1 of 2 people found the following review helpful
It's hip, hip. Hooray!,
This review is from: Counterculture Through the Ages: From Abraham to Acid House (Hardcover)
Alternative aficionados, hoist your flagons, pass your joints, heave your Molotov cocktails and give cheer! CCttA fills a vacuum you've always suspected existed but were too busy having sex, drugs and rock & roll to notice. Former underground historians have focused on only one era, one counterculture. Goffman/Day begin at the beginnings: Prometheus, Abraham, Socrates. They pay obeisance to heterodox religions--taoism, zen Buddhism, Sufism (where's tantra?). They execute a mad, four-chapter dash through a millenium or so--the Troubadours, the Enlightenment and American and French revolutions, the Transcendentalists, Parisian bohemians. Finally they get down close to home with the efflourescing rebel movements of the past half-century: beatniks, rock & roll, hippies, women's lib, punk, cyberpunk, the New Age, raves, hip-hop, hackers, environmentalism.

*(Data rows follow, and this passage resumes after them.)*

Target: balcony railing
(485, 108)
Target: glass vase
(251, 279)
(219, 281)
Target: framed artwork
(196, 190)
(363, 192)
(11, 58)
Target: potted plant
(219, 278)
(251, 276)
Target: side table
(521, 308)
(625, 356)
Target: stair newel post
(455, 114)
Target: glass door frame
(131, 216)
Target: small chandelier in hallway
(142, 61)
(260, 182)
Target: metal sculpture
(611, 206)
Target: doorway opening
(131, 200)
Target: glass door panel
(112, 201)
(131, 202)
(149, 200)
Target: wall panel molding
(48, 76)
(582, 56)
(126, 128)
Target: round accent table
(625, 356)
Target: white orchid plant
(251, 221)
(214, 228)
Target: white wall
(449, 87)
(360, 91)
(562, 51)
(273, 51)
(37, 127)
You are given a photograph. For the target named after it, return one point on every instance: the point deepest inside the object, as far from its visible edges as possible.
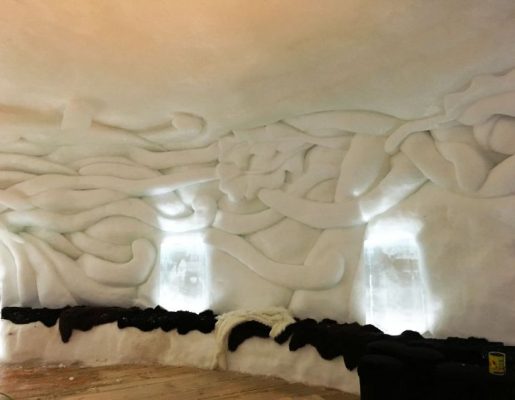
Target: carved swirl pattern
(84, 207)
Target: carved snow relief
(282, 208)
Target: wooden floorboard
(151, 382)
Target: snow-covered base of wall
(106, 344)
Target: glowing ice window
(396, 291)
(183, 273)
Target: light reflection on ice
(183, 273)
(397, 297)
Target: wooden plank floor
(151, 382)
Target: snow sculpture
(284, 208)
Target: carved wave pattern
(84, 207)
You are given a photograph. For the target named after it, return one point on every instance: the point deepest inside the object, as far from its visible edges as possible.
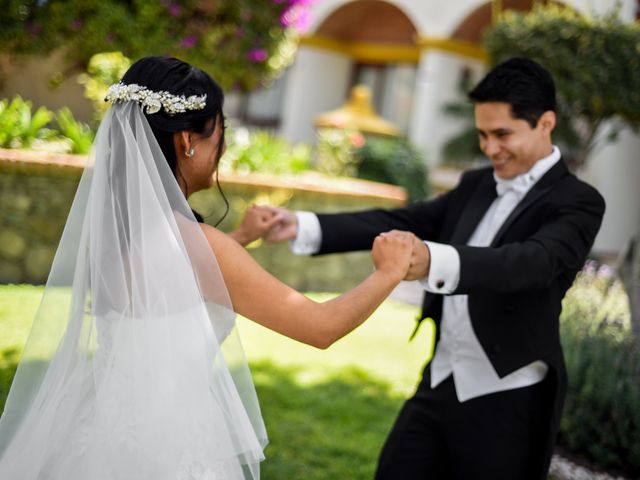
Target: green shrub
(260, 151)
(336, 151)
(78, 134)
(601, 419)
(104, 69)
(19, 126)
(395, 161)
(243, 43)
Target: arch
(473, 26)
(369, 21)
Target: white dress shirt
(459, 352)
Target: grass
(327, 411)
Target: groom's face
(511, 144)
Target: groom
(495, 256)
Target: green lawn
(327, 411)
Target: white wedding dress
(133, 369)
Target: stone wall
(36, 191)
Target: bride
(133, 368)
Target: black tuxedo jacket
(516, 285)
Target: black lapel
(541, 187)
(476, 207)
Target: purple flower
(174, 9)
(257, 55)
(188, 42)
(298, 17)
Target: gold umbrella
(357, 113)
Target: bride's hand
(257, 221)
(392, 251)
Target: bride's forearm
(335, 318)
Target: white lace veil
(133, 368)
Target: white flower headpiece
(152, 102)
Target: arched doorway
(380, 42)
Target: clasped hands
(275, 224)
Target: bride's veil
(133, 368)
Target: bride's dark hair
(179, 78)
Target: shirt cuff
(444, 273)
(309, 238)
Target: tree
(244, 43)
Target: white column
(318, 82)
(437, 84)
(615, 171)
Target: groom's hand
(286, 228)
(420, 260)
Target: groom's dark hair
(522, 83)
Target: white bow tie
(520, 184)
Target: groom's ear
(547, 121)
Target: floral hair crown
(151, 101)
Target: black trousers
(500, 436)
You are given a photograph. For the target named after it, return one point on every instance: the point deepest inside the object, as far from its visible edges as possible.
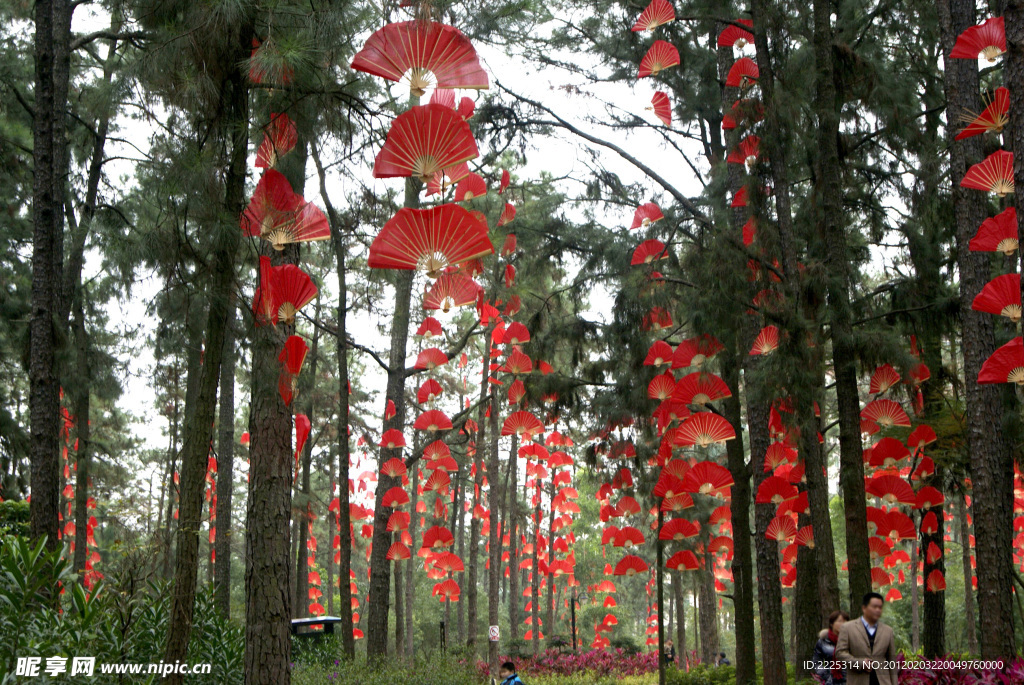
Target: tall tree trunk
(196, 447)
(225, 469)
(49, 155)
(495, 537)
(344, 454)
(991, 462)
(969, 615)
(769, 591)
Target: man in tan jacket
(866, 645)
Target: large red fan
(1000, 296)
(656, 13)
(434, 54)
(660, 55)
(279, 139)
(997, 233)
(733, 36)
(742, 74)
(993, 118)
(649, 251)
(422, 141)
(699, 388)
(886, 413)
(1006, 365)
(292, 291)
(987, 40)
(645, 215)
(995, 174)
(430, 240)
(451, 290)
(662, 106)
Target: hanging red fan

And just what is a counterculture, anyway? Sifting through their subjects from Alcibiades to the Zapatistas, the authors extract three central traits shared by them all: they're adamantly anti-authoritarian; they're iconoclastically individualistic; and they espouse lofty visions of personal and/or societal transformation.
We expect a history to be thoughtful and thoroughy researched, and CC fills the bill. We hope for--but seldom get--a history as anecdotally rich, as entertaining and enthusiastic as this. Pity poor James Joyce, despairing after nine consecutive women quit typing his manuscript of Ulysses in sexual huffs, "and one even threatened to throw herself out the window." est founder Werner Erhard is "a mix of Giurdjieff, Hitler and a traveling salesman"; JFK on LSD an "altered statesman." John Lennon, listening to Chuck Berry and Elvis in 1957, "knew something was happening although he didn't yet know what it ws."
If you have a jones for underground tomes, Bogart this one.